Mecburi olan bu kursa katılan öğrencilere 31 günün sonunda törenlerle belgeler veriliyor ve yaptığı görevi işaret eden ‘karne’ de veriliyordu. Kursun bulunduğu yer bugünlerde bulutlara uzanan gökdelenlerle dolu olsa da, 1949’da 1. Uçak Savar Alay Komutanlığı’na ev sahipliği ediyordu. Üstelik oradaki ev sahibi sadece askerlik görevini yapanlar değildi. İstanbul’un göbeği desek yanılmayacağımız yerlerden biri olan Levent, domuzların da yuvasıydı. Sariha Samancıoğlu, o günlerde hayatında ilk kez bu hayvanı görecekti. Bugün yüzlerce insanı hüzünlendiren Zincirlikuyu Mezarlığı da o günlerde inşaat halindeydi. Samancıoğlu, 31 günlük kurstaki bu tecrübelerine ilişkin sözlerini, “Benim gittiğim yer Topçu kısmıydı. Başka birliklere gidenler başka yerde kurs yapıyordu. Her sabah gidiyorduk, akşam evimize dönüyorduk. Askeriyenin kapısında bizi indiriyordu CEMSE. Biz içeriye girip, üstümüzü değiştiriyorduk ve bize verilen askeri tulumları giyiyorduk. Orada dersimizi görüyor, çıkıyor yemek yiyorduk. Arada serbest olduğumuz saatler vardı. Resimler çektiriyorduk oradaki bomboş alanda. Hatta ben ilk defa domuzu orada görmüştüm. O sırada Zincirlikuyu Mezarlığı da yeni yapılıyordu. Onun tanzimi vardı. O şekilde bir ay yaptık bu işi. O bir ay içinde, Tuzla'daki büyük hava birliğine bizi götürdüler. Bir günde orada kurs gördük. Sonra merasim yapıldı, belgelerimizi verdiler” diye sürdürdü.

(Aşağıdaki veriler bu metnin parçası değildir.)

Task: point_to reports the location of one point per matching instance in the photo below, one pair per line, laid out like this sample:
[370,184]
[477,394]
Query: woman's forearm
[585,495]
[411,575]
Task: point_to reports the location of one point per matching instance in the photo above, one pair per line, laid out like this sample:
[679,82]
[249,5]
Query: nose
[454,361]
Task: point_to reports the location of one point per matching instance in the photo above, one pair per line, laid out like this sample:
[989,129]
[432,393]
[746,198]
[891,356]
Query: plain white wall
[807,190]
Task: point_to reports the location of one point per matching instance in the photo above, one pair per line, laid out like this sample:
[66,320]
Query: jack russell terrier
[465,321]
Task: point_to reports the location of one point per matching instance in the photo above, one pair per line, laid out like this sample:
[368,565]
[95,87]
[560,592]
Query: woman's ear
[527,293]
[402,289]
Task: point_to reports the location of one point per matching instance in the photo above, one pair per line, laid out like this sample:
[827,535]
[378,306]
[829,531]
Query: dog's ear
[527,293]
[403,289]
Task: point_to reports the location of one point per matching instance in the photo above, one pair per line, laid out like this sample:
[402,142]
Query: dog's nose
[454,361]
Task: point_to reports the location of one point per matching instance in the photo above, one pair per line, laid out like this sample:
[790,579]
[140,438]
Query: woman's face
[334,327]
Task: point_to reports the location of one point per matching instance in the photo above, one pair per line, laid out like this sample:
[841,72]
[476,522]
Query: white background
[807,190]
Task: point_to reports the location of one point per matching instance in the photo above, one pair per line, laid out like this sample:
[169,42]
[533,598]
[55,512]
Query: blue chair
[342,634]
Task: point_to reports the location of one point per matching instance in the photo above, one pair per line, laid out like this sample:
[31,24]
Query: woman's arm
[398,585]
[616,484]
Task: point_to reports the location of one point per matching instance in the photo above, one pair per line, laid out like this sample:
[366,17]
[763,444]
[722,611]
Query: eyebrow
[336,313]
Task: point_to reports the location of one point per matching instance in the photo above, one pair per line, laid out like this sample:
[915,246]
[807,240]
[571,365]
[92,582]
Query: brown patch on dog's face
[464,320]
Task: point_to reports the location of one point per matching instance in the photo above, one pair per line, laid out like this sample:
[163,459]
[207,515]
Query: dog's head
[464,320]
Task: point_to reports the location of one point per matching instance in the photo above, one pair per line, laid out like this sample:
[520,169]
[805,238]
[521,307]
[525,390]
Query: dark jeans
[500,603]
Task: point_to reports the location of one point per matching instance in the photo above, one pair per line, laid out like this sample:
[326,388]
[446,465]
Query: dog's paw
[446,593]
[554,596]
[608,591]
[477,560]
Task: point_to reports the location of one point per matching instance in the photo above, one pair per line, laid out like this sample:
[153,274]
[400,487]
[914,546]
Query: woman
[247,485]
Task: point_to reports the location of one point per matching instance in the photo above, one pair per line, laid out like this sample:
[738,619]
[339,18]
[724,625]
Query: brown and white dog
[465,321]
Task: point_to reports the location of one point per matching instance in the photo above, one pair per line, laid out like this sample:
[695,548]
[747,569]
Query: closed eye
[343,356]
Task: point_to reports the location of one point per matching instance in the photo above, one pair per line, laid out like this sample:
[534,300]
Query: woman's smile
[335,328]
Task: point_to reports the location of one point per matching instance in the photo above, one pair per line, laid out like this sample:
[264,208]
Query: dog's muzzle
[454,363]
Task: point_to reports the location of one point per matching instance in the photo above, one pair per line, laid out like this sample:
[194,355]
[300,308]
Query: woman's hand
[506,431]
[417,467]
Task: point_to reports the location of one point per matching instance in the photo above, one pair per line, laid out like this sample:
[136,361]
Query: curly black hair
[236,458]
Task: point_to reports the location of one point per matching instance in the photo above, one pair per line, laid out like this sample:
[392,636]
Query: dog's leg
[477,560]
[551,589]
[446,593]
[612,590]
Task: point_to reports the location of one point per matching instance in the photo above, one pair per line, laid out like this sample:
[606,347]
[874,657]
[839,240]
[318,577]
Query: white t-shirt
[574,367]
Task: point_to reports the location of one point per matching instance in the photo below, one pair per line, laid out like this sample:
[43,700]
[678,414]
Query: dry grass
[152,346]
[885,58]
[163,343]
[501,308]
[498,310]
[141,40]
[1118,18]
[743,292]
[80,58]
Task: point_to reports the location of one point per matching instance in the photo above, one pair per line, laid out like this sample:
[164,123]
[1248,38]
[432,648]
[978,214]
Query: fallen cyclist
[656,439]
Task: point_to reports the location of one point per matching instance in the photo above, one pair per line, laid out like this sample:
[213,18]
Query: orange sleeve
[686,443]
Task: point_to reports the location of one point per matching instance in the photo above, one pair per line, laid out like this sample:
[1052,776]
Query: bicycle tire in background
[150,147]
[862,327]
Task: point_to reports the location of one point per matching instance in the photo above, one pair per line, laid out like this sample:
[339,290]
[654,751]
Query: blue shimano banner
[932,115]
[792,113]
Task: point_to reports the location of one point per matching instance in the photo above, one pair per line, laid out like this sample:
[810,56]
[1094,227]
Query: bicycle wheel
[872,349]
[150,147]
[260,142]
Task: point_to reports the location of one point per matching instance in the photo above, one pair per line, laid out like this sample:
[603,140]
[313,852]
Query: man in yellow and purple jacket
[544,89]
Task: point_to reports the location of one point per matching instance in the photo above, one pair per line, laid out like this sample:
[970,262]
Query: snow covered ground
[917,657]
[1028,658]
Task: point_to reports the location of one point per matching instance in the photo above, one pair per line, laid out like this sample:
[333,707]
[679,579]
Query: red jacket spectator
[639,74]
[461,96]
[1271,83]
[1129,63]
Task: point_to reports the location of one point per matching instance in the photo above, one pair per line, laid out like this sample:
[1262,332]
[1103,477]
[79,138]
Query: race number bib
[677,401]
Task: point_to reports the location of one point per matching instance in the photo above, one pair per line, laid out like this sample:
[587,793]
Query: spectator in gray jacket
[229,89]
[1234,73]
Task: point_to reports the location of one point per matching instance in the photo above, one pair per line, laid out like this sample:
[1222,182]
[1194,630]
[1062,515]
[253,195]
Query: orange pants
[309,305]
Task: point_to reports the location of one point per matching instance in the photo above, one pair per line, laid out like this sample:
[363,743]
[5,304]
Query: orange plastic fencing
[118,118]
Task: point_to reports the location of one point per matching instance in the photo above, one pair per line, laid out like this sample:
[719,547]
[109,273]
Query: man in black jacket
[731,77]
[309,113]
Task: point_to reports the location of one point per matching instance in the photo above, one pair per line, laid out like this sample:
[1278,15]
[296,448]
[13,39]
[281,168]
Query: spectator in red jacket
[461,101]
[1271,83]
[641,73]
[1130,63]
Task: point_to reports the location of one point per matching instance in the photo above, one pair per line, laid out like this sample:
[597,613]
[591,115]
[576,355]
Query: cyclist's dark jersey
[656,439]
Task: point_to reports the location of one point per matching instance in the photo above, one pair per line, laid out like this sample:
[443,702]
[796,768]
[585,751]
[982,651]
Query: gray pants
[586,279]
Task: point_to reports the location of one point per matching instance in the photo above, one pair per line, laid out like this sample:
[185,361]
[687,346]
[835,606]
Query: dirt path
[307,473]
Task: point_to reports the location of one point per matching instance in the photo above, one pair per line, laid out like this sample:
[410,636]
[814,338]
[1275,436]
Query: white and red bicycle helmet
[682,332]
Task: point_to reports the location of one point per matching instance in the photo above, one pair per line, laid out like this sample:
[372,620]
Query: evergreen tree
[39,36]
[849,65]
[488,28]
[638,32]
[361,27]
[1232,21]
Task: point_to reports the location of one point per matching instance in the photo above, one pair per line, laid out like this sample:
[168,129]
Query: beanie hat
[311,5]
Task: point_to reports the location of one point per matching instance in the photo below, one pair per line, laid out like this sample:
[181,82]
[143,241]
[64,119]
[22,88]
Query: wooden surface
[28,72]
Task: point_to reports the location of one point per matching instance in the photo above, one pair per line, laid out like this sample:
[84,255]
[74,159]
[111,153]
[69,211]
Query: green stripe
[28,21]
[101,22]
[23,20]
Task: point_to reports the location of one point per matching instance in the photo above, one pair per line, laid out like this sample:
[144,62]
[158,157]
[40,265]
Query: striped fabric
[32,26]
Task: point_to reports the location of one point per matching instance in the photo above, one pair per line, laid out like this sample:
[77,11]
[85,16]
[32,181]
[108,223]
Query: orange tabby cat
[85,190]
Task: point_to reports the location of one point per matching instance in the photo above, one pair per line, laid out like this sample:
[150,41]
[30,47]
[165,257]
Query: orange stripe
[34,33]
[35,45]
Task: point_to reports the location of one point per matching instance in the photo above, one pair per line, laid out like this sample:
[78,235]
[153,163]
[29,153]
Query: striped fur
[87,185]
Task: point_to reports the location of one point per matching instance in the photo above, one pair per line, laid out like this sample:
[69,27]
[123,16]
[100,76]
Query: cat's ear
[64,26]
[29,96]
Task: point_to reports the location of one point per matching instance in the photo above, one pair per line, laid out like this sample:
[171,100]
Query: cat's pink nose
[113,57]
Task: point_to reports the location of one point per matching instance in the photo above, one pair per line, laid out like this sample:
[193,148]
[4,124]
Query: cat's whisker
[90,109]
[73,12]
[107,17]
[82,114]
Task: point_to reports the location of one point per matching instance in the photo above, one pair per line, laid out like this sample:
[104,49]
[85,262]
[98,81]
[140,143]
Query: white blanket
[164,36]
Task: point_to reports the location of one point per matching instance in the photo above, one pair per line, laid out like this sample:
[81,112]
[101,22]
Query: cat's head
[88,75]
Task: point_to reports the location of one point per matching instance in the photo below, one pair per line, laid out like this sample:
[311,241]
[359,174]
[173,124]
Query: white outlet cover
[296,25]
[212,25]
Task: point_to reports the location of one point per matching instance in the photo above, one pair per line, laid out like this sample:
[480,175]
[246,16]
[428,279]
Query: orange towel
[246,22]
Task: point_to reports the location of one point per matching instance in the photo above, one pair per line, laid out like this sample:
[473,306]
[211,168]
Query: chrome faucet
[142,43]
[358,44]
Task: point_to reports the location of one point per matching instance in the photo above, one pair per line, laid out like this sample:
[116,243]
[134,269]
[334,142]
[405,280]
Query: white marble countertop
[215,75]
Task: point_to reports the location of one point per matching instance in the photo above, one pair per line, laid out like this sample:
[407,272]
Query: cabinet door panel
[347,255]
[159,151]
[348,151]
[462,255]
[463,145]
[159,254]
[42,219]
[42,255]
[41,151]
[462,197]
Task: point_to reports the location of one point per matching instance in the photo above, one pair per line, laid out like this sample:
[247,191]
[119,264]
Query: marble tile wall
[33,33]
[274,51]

'NÜFUS CÜZDANIMI VERMEK İSTEMEDİM, İŞARET KOYDULAR'
Bugüne dek neredeyse hiç araştırılmamış olan askerlik kursunun şu an hayatta olmayan şahitleri de vardı. 1926 doğumlu emekli öğretmen Mualla Melahat Narlı Ankara’da Gazi Eğitim Enstitüsü’nde okurken bu eğitime katılmıştı. 1928 doğumlu Mebrure Süel İstanbul Üniversitesi Kimya Mühendisliği’nde, 1927 doğumlu İngilizce Öğretmeni Gönül Özgeren de İstanbul Üniversitesi İngiliz Filolojisi’nde okurken bu kurs için 1 ay boyunca görev yapmıştı. Ancak o dönemde üniversite öğrencisi olan her kız bu kursa katılmamıştı. Sariha Samancıoğlu’nun ablası da 1926’da doğmuş ancak üniversite eğitimi sırasında bu kursu almamıştı. Detayları hala bilinmese de okuyan, yazan herkesin ilgiyle karşıladığı ve merakla takip ettiği bu askeri kursla ilgili Samancıoğlu şu detayları paylaştı: “Askere gitmek mecburiydi. Üniversite talebesi olan tüm kızlar bu kursa katılacak denildi. Yani herkes gitmişti kursa. O seneden sonra bir daha oldu mu onu bilmiyorum. 1926 doğumlu ablam Edebiyat Fakültesi’ndeydi. Ona öyle bir görev gelmedi. Bizim 1’inci sınıf öğrencilerine mi geldi bilmiyorum.” Samancıoğlu, sözlerini nüfus cüzdanının değişmesi esnasında yaşadıkları ve askerlik göreviyle gurur duyduğunu anlatarak noktaladı.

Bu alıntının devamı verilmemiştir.